I saw the openmp pragma and thought to myself "neat! should be fun to watch the cores work hard at this" and went ahead and compiled and run it and smiled at the 400% cpu usage in top.
$ time ./tinykaboom
./tinykaboom 78.08s user 0.02s system 369% cpu 21.159 total
Then I wondered how it would fare if I were to port it to Go and went ahead and hastily did port to Go and thought that, "hmmm this should run a bit slower than the c++ version" but surprisingly it ran more than twice faster:
$ go build ./tinykaboom.go
$ time ./tinykaboom
./tinykaboom 34.32s user 0.03s system 368% cpu 9.315 total
There are a few potential improvements here:
1) Use a look up table for 'sin' rather than using 'std::sin'.
2) Tell the compiler what instruction sets to use; for example, tell GCC to use 'skylake' instructions (https://gcc.gnu.org/onlinedocs/gcc-6.2.0/gcc/x86-Options.htm...).
3) Many of the functions could be 'inline constexpr'.
4) Although 'ofs <<' is buffered, it can still be very slow. Create the output in memory and use a lower level function like 'fwrite' to write it to file.
5) Use 'std::thread' or 'std::async'. It makes the multi-threading more portable and clear.

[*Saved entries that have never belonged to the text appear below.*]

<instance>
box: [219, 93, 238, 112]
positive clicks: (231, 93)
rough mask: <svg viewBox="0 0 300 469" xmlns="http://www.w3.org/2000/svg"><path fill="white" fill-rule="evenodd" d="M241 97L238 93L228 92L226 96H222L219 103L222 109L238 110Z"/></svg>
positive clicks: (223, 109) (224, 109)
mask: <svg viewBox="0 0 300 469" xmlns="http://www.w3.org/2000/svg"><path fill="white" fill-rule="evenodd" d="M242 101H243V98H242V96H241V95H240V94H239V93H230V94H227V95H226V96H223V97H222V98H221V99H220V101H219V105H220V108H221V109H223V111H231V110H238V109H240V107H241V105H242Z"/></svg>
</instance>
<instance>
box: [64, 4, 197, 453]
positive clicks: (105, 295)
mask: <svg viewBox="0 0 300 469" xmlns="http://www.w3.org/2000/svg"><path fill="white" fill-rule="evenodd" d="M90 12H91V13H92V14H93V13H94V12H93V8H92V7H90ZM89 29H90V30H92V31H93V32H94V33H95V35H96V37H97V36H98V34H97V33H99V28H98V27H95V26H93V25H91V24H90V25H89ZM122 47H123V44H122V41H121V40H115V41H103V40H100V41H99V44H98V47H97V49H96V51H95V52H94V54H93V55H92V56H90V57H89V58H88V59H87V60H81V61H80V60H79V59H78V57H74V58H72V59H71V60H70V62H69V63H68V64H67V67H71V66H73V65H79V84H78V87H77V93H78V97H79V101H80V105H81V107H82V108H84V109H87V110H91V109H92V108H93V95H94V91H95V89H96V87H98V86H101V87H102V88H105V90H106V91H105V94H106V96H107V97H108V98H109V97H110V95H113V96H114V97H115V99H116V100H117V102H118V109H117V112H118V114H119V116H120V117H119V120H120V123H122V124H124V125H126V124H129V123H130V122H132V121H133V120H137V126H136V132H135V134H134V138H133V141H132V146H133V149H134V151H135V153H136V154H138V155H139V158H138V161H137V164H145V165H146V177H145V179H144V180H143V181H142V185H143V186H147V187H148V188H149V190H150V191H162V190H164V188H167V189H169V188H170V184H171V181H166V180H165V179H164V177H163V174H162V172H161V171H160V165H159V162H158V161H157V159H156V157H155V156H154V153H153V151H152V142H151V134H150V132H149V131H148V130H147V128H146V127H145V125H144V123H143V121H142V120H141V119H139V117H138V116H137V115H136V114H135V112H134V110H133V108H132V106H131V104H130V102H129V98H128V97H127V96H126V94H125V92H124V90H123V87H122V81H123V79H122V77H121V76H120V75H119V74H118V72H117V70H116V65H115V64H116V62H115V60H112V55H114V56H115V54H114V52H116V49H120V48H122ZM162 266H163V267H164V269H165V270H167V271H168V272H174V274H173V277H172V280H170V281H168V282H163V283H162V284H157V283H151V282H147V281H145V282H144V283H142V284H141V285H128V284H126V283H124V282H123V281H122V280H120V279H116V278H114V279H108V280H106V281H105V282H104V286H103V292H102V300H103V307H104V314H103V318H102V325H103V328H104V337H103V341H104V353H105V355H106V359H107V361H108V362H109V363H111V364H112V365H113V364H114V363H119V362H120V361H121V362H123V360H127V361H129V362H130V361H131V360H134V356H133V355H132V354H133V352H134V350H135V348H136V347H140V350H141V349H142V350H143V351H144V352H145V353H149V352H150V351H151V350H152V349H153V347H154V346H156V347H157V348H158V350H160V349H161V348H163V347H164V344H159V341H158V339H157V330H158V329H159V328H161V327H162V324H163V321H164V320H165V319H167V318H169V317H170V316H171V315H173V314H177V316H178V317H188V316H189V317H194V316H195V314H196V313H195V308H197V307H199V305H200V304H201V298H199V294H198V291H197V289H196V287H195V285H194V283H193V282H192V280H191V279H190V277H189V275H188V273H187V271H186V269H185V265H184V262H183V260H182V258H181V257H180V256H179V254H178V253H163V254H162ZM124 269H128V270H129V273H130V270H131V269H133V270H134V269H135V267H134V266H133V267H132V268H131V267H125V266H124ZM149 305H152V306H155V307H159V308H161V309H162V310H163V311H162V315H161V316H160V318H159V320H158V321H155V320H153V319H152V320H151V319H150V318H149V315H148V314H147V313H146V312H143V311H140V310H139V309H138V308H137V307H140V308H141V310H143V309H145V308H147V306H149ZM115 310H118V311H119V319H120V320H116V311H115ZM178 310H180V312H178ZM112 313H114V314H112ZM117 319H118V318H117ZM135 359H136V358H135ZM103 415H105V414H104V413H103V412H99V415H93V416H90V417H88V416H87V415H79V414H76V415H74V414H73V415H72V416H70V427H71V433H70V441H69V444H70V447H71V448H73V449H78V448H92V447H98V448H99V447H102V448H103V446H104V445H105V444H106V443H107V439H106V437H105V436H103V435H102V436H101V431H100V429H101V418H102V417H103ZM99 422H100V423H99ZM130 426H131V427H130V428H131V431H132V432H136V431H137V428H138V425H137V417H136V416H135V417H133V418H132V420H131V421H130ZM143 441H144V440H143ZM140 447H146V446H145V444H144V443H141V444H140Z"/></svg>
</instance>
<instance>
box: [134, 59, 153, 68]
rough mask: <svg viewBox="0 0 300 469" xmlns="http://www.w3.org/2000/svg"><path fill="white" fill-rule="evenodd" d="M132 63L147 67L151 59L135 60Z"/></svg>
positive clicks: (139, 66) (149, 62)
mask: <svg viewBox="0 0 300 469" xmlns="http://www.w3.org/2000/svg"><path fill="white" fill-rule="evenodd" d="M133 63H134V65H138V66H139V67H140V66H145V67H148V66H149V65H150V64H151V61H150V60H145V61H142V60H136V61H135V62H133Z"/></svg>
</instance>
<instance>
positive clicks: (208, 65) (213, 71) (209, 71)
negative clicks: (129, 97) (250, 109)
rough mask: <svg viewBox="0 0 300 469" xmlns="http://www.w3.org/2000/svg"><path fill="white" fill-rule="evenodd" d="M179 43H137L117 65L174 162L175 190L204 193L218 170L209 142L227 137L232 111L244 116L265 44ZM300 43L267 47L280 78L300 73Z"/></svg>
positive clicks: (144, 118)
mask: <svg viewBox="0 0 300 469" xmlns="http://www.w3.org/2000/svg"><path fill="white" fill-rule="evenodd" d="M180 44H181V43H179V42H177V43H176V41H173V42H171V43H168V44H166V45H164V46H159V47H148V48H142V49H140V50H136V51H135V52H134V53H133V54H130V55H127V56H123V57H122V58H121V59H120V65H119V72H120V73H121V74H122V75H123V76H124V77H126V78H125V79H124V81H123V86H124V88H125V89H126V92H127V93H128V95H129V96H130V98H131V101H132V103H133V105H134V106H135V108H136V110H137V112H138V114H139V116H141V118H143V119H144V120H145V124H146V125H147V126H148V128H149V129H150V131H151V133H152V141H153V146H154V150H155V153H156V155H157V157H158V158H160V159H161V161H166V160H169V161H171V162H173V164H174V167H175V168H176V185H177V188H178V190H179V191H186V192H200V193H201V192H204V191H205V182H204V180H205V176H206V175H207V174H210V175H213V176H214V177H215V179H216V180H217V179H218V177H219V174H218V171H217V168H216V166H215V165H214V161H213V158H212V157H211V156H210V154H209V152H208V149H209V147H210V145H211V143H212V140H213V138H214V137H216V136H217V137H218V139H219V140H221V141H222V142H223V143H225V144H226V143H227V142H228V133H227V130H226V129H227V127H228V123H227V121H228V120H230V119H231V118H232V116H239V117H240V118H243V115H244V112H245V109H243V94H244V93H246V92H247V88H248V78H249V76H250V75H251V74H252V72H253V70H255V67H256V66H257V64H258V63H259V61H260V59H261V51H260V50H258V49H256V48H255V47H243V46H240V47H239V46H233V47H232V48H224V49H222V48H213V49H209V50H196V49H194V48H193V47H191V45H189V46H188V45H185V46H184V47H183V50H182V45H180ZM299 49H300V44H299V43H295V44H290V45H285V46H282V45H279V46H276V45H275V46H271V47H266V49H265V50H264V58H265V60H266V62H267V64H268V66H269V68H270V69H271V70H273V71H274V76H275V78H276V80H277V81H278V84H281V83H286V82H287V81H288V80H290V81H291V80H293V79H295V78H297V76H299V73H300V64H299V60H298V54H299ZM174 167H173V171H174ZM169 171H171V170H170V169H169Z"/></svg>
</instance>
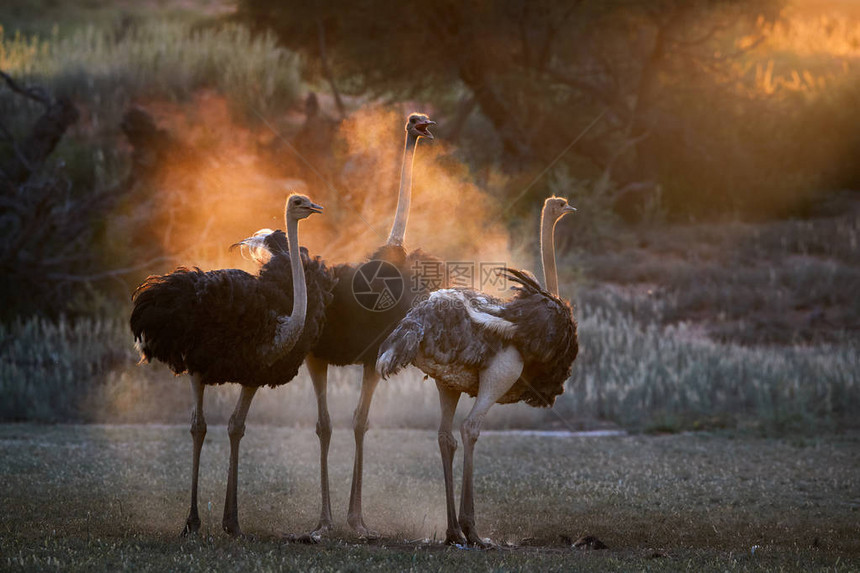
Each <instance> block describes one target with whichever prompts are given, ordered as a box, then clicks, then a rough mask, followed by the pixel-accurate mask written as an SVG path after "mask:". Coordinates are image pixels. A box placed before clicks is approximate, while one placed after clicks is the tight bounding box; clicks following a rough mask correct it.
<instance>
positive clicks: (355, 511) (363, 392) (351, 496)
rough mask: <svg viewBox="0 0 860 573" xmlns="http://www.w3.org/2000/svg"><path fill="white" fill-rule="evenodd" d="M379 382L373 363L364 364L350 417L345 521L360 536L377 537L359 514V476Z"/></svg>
mask: <svg viewBox="0 0 860 573" xmlns="http://www.w3.org/2000/svg"><path fill="white" fill-rule="evenodd" d="M377 384H379V374H377V372H376V367H375V365H374V364H365V365H364V375H363V377H362V380H361V396H360V397H359V400H358V406H357V407H356V408H355V414H354V415H353V418H352V427H353V431H354V432H355V462H354V464H353V467H352V489H351V491H350V494H349V512H348V513H347V518H346V521H347V523H348V524H349V526H350V527H352V528H353V529H354V530H355V531H356V532H358V534H359V535H361V536H362V537H371V538H374V537H379V534H378V533H377V532H375V531H373V530H372V529H369V528H368V527H367V525H365V523H364V517H363V516H362V514H361V478H362V473H363V471H364V434H365V433H366V432H367V417H368V415H369V413H370V402H371V400H373V392H374V391H375V390H376V386H377Z"/></svg>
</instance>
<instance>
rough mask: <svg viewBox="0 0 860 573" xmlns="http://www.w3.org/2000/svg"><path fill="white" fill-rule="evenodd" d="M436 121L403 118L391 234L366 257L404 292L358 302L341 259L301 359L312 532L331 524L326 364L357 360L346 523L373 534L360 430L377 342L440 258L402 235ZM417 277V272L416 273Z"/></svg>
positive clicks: (427, 291) (372, 392)
mask: <svg viewBox="0 0 860 573" xmlns="http://www.w3.org/2000/svg"><path fill="white" fill-rule="evenodd" d="M435 124H436V122H435V121H432V120H430V118H429V117H427V116H426V115H424V114H417V113H413V114H411V115H410V116H409V119H408V121H407V123H406V145H405V148H404V151H403V166H402V168H401V173H400V191H399V195H398V199H397V211H396V214H395V216H394V223H393V224H392V226H391V233H390V235H389V237H388V241H387V242H386V244H385V245H383V246H381V247H380V248H379V249H377V251H376V252H375V253H373V254H372V255H371V256H370V261H384V262H386V263H389V264H391V265H394V267H396V268H397V270H398V272H399V274H400V277H402V278H406V277H409V279H410V280H408V281H406V280H404V283H405V284H403V294H402V296H401V297H400V300H399V301H398V302H397V303H396V304H394V305H393V306H391V307H389V308H387V309H385V310H382V311H378V310H370V309H368V308H366V307H365V306H363V305H362V304H360V303H359V301H358V300H357V299H356V296H355V293H354V292H353V279H354V278H355V275H356V273H357V272H359V270H360V269H361V267H362V264H360V263H359V264H350V263H347V264H340V265H337V266H335V267H334V274H335V277H337V279H338V283H337V286H336V287H335V290H334V300H333V301H332V303H331V305H329V307H328V309H327V310H326V321H325V326H324V327H323V332H322V335H321V336H320V339H319V341H318V342H317V344H316V345H315V346H314V347H313V349H312V350H311V353H310V354H309V355H308V357H307V359H306V360H305V364H306V365H307V367H308V371H309V373H310V375H311V379H312V380H313V384H314V392H315V393H316V397H317V408H318V411H319V417H318V421H317V435H318V436H319V440H320V483H321V493H322V509H321V511H320V520H319V523H318V524H317V526H316V528H315V529H314V530H313V531H312V532H311V534H310V535H311V536H312V537H313V536H316V535H318V534H320V533H322V532H325V531H327V530H329V529H330V528H331V527H332V518H331V498H330V495H329V483H328V449H329V443H330V440H331V419H330V418H329V413H328V405H327V401H326V386H327V378H328V365H329V364H331V365H334V366H345V365H348V364H361V365H362V366H363V368H364V371H363V376H362V381H361V394H360V397H359V402H358V405H357V407H356V409H355V414H354V416H353V431H354V433H355V460H354V465H353V473H352V487H351V491H350V496H349V511H348V514H347V523H348V524H349V526H350V527H352V528H353V529H354V530H355V531H356V532H358V534H359V535H361V536H363V537H376V536H377V533H376V532H375V531H372V530H370V529H369V528H368V527H367V526H366V525H365V523H364V518H363V516H362V511H361V476H362V466H363V457H364V434H365V432H366V431H367V416H368V411H369V409H370V402H371V400H372V398H373V392H374V390H375V389H376V385H377V384H378V382H379V376H378V375H377V373H376V369H375V363H376V355H377V351H378V349H379V344H380V343H381V342H382V341H383V340H384V339H385V337H386V336H388V335H389V334H390V333H391V331H392V330H393V329H394V327H395V326H396V325H397V323H398V322H399V321H400V319H402V318H403V317H404V316H406V313H407V312H408V311H409V309H410V308H411V306H412V304H413V302H414V300H415V299H416V298H417V297H420V296H426V295H427V294H428V289H427V288H426V285H424V284H419V285H417V286H418V288H413V287H415V286H416V285H413V284H412V278H413V275H414V274H415V268H416V266H417V265H420V264H422V263H430V264H441V261H439V259H436V258H435V257H431V256H430V255H427V254H426V253H424V252H422V251H420V250H415V251H412V252H410V253H407V252H406V249H404V247H403V239H404V237H405V235H406V222H407V220H408V218H409V206H410V202H411V198H412V166H413V160H414V158H415V148H416V146H417V145H418V140H419V139H420V138H422V137H426V138H428V139H433V134H431V133H430V132H429V131H428V129H427V128H428V127H429V126H431V125H435ZM415 278H420V277H415Z"/></svg>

Weird result. I guess it makes sense that it could use twice as much CPU to finish in half the time but looking at the numbers doesn't feel intuitive.
I wonder how many shaders this would keep busy. There is probably a class of GPUs and above that this could work on rather well alongside an already large workload.
This technique is used a lot in demoscene demos, which certainly do run in realtime.